Tensor flow can do symbolic differentiation so gradient function becomes explicitly available. This means that Backpropagation algorithm simply becomes a call to this function. 

## Summary

* Learning means finding a combination of model parameters that minimizes a loss function for a given set of training data samples and their corresponding targets.
* Learning happens by drawing random batches of data samples and their targets, and computing the gradient of the network parameters with respect to the loss on the batch. The network parameters are then moved a bit (the magnitude of the move is defined by the learning rate) in the opposite direction from the gradient.
* The entire learning process is made possible by the fact that neural networks are chains of differentiable tensor operations, and thus it’s possible to apply the chain rule of derivation to find the gradient function mapping the current parameters and current batch of data to a gradient value.
* Two key concepts you’ll see frequently in future chapters are loss and optimizers.
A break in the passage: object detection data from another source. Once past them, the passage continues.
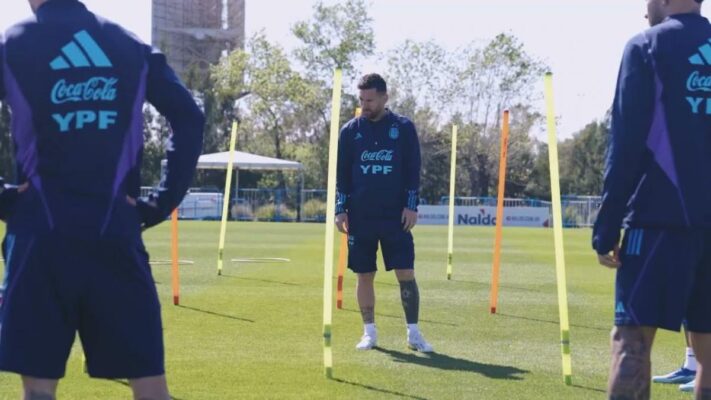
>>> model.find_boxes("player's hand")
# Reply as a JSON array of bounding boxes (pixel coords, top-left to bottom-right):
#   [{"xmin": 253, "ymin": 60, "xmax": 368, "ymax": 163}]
[
  {"xmin": 336, "ymin": 213, "xmax": 348, "ymax": 234},
  {"xmin": 401, "ymin": 208, "xmax": 417, "ymax": 232},
  {"xmin": 597, "ymin": 245, "xmax": 622, "ymax": 269}
]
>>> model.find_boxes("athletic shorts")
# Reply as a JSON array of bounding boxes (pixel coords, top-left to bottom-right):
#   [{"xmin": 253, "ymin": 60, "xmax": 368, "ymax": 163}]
[
  {"xmin": 615, "ymin": 229, "xmax": 711, "ymax": 333},
  {"xmin": 348, "ymin": 220, "xmax": 415, "ymax": 274},
  {"xmin": 0, "ymin": 233, "xmax": 164, "ymax": 379}
]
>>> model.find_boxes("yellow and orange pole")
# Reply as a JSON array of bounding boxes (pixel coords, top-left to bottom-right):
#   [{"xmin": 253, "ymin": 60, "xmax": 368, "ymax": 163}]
[
  {"xmin": 544, "ymin": 72, "xmax": 573, "ymax": 386},
  {"xmin": 447, "ymin": 125, "xmax": 458, "ymax": 280},
  {"xmin": 336, "ymin": 107, "xmax": 361, "ymax": 310},
  {"xmin": 323, "ymin": 69, "xmax": 343, "ymax": 379},
  {"xmin": 489, "ymin": 110, "xmax": 509, "ymax": 314},
  {"xmin": 170, "ymin": 208, "xmax": 180, "ymax": 306}
]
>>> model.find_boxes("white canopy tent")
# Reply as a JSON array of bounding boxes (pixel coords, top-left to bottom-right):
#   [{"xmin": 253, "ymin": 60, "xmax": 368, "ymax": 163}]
[{"xmin": 161, "ymin": 151, "xmax": 304, "ymax": 217}]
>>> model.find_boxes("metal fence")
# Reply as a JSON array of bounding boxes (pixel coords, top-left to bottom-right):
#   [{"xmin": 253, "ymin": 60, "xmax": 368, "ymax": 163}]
[
  {"xmin": 439, "ymin": 196, "xmax": 602, "ymax": 228},
  {"xmin": 141, "ymin": 187, "xmax": 602, "ymax": 228}
]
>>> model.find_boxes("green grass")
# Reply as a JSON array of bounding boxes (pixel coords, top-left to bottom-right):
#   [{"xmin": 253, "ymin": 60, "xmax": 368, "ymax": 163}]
[{"xmin": 0, "ymin": 222, "xmax": 690, "ymax": 400}]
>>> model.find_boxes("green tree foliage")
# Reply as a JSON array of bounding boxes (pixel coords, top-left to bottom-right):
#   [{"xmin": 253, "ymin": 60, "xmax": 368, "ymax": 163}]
[{"xmin": 292, "ymin": 0, "xmax": 375, "ymax": 81}]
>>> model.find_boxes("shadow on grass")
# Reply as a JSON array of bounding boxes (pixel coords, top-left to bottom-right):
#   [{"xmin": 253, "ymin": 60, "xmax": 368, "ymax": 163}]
[
  {"xmin": 496, "ymin": 312, "xmax": 612, "ymax": 332},
  {"xmin": 451, "ymin": 279, "xmax": 546, "ymax": 293},
  {"xmin": 570, "ymin": 385, "xmax": 607, "ymax": 393},
  {"xmin": 107, "ymin": 379, "xmax": 182, "ymax": 400},
  {"xmin": 177, "ymin": 305, "xmax": 254, "ymax": 323},
  {"xmin": 374, "ymin": 347, "xmax": 529, "ymax": 381},
  {"xmin": 342, "ymin": 308, "xmax": 459, "ymax": 326},
  {"xmin": 220, "ymin": 274, "xmax": 299, "ymax": 286},
  {"xmin": 332, "ymin": 378, "xmax": 427, "ymax": 400}
]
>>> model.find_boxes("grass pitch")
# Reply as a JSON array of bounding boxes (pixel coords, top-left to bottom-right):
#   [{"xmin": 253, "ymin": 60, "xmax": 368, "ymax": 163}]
[{"xmin": 0, "ymin": 221, "xmax": 691, "ymax": 400}]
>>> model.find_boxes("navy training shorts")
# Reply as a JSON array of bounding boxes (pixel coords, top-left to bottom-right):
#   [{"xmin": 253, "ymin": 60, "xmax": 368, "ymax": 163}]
[
  {"xmin": 348, "ymin": 220, "xmax": 415, "ymax": 274},
  {"xmin": 0, "ymin": 233, "xmax": 164, "ymax": 379},
  {"xmin": 615, "ymin": 229, "xmax": 711, "ymax": 333}
]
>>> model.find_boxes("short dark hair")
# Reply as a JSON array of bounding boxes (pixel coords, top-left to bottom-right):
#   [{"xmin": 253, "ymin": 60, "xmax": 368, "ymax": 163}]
[{"xmin": 358, "ymin": 74, "xmax": 388, "ymax": 93}]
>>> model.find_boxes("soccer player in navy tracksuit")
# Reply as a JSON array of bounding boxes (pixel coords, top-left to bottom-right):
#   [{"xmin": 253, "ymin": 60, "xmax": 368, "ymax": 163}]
[
  {"xmin": 0, "ymin": 0, "xmax": 204, "ymax": 400},
  {"xmin": 336, "ymin": 74, "xmax": 432, "ymax": 352},
  {"xmin": 593, "ymin": 0, "xmax": 711, "ymax": 399}
]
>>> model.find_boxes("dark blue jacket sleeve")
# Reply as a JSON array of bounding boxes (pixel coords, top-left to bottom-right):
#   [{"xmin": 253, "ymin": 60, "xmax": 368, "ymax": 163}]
[
  {"xmin": 403, "ymin": 123, "xmax": 422, "ymax": 211},
  {"xmin": 144, "ymin": 50, "xmax": 205, "ymax": 226},
  {"xmin": 336, "ymin": 126, "xmax": 353, "ymax": 215},
  {"xmin": 593, "ymin": 35, "xmax": 655, "ymax": 254}
]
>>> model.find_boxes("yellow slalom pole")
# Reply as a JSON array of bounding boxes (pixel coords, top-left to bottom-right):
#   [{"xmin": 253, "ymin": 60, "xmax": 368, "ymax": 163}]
[
  {"xmin": 217, "ymin": 121, "xmax": 237, "ymax": 275},
  {"xmin": 489, "ymin": 110, "xmax": 509, "ymax": 314},
  {"xmin": 170, "ymin": 208, "xmax": 180, "ymax": 306},
  {"xmin": 323, "ymin": 69, "xmax": 343, "ymax": 379},
  {"xmin": 447, "ymin": 125, "xmax": 457, "ymax": 279},
  {"xmin": 336, "ymin": 107, "xmax": 361, "ymax": 310},
  {"xmin": 545, "ymin": 72, "xmax": 573, "ymax": 386}
]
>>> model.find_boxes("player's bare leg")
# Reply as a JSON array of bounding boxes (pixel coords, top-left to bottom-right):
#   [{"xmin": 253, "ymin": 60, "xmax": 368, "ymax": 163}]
[
  {"xmin": 356, "ymin": 272, "xmax": 378, "ymax": 350},
  {"xmin": 395, "ymin": 269, "xmax": 433, "ymax": 353},
  {"xmin": 607, "ymin": 326, "xmax": 657, "ymax": 400},
  {"xmin": 129, "ymin": 375, "xmax": 170, "ymax": 400},
  {"xmin": 689, "ymin": 332, "xmax": 711, "ymax": 400}
]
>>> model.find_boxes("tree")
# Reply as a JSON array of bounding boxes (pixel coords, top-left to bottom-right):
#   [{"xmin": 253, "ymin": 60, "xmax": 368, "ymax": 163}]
[
  {"xmin": 292, "ymin": 0, "xmax": 375, "ymax": 82},
  {"xmin": 386, "ymin": 39, "xmax": 457, "ymax": 115}
]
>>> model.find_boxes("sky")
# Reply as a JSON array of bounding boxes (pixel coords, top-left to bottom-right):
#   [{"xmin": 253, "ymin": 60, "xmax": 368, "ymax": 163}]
[{"xmin": 0, "ymin": 0, "xmax": 710, "ymax": 138}]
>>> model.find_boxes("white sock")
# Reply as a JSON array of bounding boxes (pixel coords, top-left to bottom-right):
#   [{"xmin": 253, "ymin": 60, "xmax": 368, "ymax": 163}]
[
  {"xmin": 407, "ymin": 324, "xmax": 420, "ymax": 336},
  {"xmin": 363, "ymin": 324, "xmax": 377, "ymax": 336},
  {"xmin": 684, "ymin": 347, "xmax": 696, "ymax": 371}
]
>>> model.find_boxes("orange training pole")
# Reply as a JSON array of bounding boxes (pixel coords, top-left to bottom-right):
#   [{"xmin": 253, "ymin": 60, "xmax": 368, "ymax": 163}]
[
  {"xmin": 336, "ymin": 107, "xmax": 361, "ymax": 310},
  {"xmin": 489, "ymin": 110, "xmax": 509, "ymax": 314},
  {"xmin": 336, "ymin": 234, "xmax": 348, "ymax": 310},
  {"xmin": 170, "ymin": 208, "xmax": 180, "ymax": 306}
]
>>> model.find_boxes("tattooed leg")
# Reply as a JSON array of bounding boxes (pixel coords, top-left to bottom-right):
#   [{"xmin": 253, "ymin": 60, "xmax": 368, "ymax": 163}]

These are the two things you need to define before you begin feeding data into a network.
* The loss is the quantity you’ll attempt to minimize during training, so it should represent a measure of success for the task you’re trying to solve.
* The optimizer specifies the exact way in which the gradient of the loss will be used to update parameters: for instance, it could be the RMSProp optimizer, SGD with momentum, and so on.